Research indicates he’s a member of the Leioproctus genus, but which species is anyone’s guess, maybe Leioproctus ignicolor
We missed garlic planting day (shortest day of the year) this year because we didn’t have our next set of wicking beds ready at the time. We threw those bulbs in as fast as we could, though, about 2 weeks ago. Looks like they’re making up for lost time!
These bulbs were scavenged from last year’s failed lot: the cloves we pulled off the garlic we bought from the shops went more circular, like they were going to turn into a nice bulb, but never went any further and were no bigger than when they were planted when we dug them up last summer.
They sat in a box in the shed waiting to be replanted, and have exceeded expectations.

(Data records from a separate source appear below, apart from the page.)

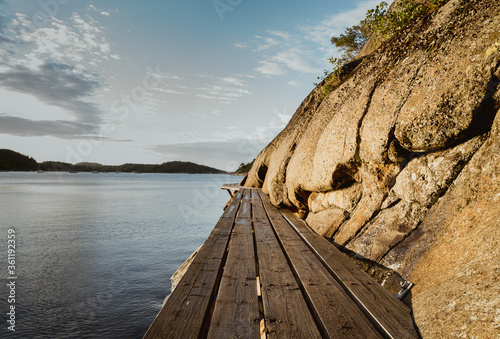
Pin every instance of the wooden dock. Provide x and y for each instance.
(264, 273)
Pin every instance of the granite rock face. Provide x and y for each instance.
(400, 164)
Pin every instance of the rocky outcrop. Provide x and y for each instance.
(400, 164)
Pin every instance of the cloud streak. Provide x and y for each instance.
(57, 64)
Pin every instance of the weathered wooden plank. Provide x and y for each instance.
(186, 310)
(232, 206)
(390, 315)
(236, 313)
(339, 317)
(245, 210)
(286, 312)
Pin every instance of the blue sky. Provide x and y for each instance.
(152, 81)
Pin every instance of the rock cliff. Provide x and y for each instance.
(401, 165)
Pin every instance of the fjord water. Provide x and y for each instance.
(95, 252)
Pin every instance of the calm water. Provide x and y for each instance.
(95, 252)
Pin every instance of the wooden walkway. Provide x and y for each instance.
(264, 273)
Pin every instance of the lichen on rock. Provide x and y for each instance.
(400, 164)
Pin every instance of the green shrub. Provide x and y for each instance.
(380, 24)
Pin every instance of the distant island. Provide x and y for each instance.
(14, 161)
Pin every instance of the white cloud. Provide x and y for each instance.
(241, 45)
(270, 68)
(306, 49)
(294, 83)
(297, 60)
(336, 24)
(58, 64)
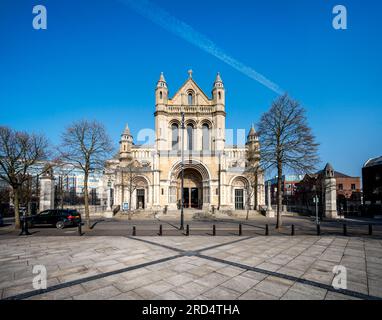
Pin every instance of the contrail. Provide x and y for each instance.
(165, 20)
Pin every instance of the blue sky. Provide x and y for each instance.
(100, 59)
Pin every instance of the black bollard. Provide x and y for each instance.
(79, 228)
(24, 227)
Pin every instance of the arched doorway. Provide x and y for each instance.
(192, 189)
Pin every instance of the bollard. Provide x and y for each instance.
(24, 228)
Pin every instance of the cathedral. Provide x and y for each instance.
(191, 126)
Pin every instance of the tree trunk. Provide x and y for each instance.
(16, 204)
(279, 195)
(86, 198)
(130, 197)
(256, 193)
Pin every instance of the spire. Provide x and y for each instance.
(218, 81)
(162, 81)
(127, 130)
(329, 171)
(252, 135)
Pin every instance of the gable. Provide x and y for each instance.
(190, 85)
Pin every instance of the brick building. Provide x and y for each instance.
(348, 190)
(372, 186)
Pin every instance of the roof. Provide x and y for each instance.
(373, 162)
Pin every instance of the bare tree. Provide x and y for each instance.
(251, 188)
(130, 173)
(19, 152)
(286, 142)
(86, 145)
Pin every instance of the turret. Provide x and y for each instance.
(218, 91)
(328, 171)
(161, 92)
(253, 145)
(125, 144)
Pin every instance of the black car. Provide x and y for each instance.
(60, 218)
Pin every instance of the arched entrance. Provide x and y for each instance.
(196, 185)
(192, 189)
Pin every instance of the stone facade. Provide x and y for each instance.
(215, 174)
(47, 189)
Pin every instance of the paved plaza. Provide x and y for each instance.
(195, 267)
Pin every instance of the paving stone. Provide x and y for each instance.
(257, 295)
(300, 291)
(154, 289)
(99, 294)
(191, 290)
(274, 286)
(221, 293)
(240, 283)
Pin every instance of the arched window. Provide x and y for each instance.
(206, 137)
(175, 136)
(190, 135)
(190, 99)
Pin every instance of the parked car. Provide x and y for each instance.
(60, 218)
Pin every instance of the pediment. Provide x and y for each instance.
(190, 84)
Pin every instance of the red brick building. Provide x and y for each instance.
(348, 193)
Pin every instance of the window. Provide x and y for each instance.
(175, 136)
(190, 99)
(190, 135)
(206, 137)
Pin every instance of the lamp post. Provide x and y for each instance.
(315, 200)
(182, 178)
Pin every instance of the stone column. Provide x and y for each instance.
(270, 213)
(47, 191)
(330, 194)
(108, 199)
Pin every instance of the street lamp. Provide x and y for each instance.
(315, 200)
(182, 178)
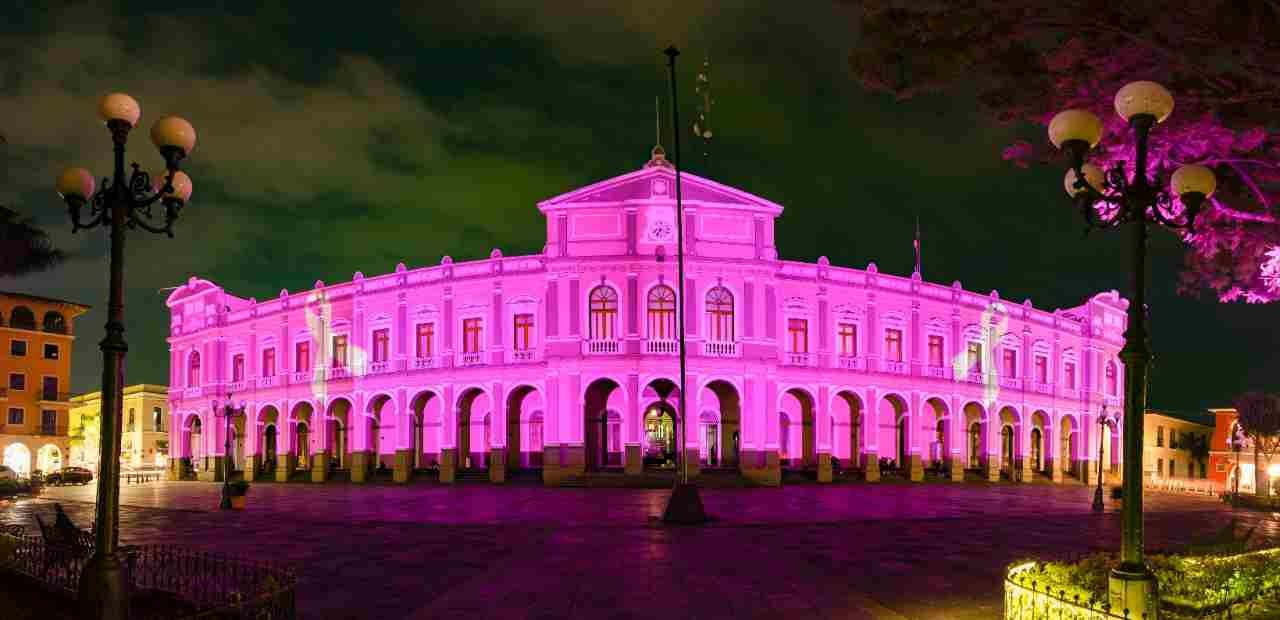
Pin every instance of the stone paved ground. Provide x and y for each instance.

We can also add another benefit to the list of reasons why wicking beds rock: there are bees everywhere.
I watched them for a while, and they’re landing on the geotextile and sucking the moisture out of it. They’re also down inside the watering tube and they also sit on top of the levelling standpipe to get a drink.
Some time ago I made a bee hotel for native Australian bees. It was only after it was planted in the garden, that I read that most Australian native bees don’t live in Victoria, they live in New South Wales and Queensland. They like the temperature a little hotter. So it was a little disappointing to think that my hotel would remain empty. Nevertheless, I left the bee hotel in the yard, just because I liked the look of it.
Today was awesome because I saw my first native Australian bee buzzing around the garden. A blue-banded Amegilla cingulata. He’s a quick mover and the sound of his buzz has a higher pitch compared to regular honey bees. At first I thought he was an exotic fly of some kind, but the video below allowed me to confirm his identity. Fantastic!
Wikipedia says they like blue flowers and that they nest in dried-up river banks. This particular bit of the garden has a steep slope, and I was arranging the dirt to make it a bit more stable. It looks like this guy was looking to make a burrow here.
So the bee hotel, which was only 2 metres away from where this video was made, looks like it will remain empty for the time being!
Update: actually guy is probably a girl, since girls make burrows. They also have 4 blue stripes instead of 5 as boys do, and though it’s hard to tell it looks like she’s got 4 in the video.
The bees that make honey are European. Australia has over 1,700 species of bees, most of which don’t live in a hive and don’t make honey. They’re still great pollinators, though, and will happily coexist next to their European cousins.
Most Australian bees are solitary. This means that if you want to attract them to the garden, they need somewhere to live that is private. People make “bee hotels” using bamboo or by drilling wood or sticks with narrow, deep holes. The bees take up residence in them and then lay their eggs nearby.
We’ll get a few bee hives eventually (for honey), but for the moment a bee hotel is a quick and easy thing to make. We cut some logs, drill holes in them, and then make a frame out of some leftover ply.
The bees need a little overhang on the roof, to keep the logs nice and dry.
We still have some cedar weatherboards hanging around too. We only need to use one to completely clad the hotel.
A spot of weather-proofing linseed oil and it’s all done!
The bees like their hotel up off the ground so we’ll mount it on a post.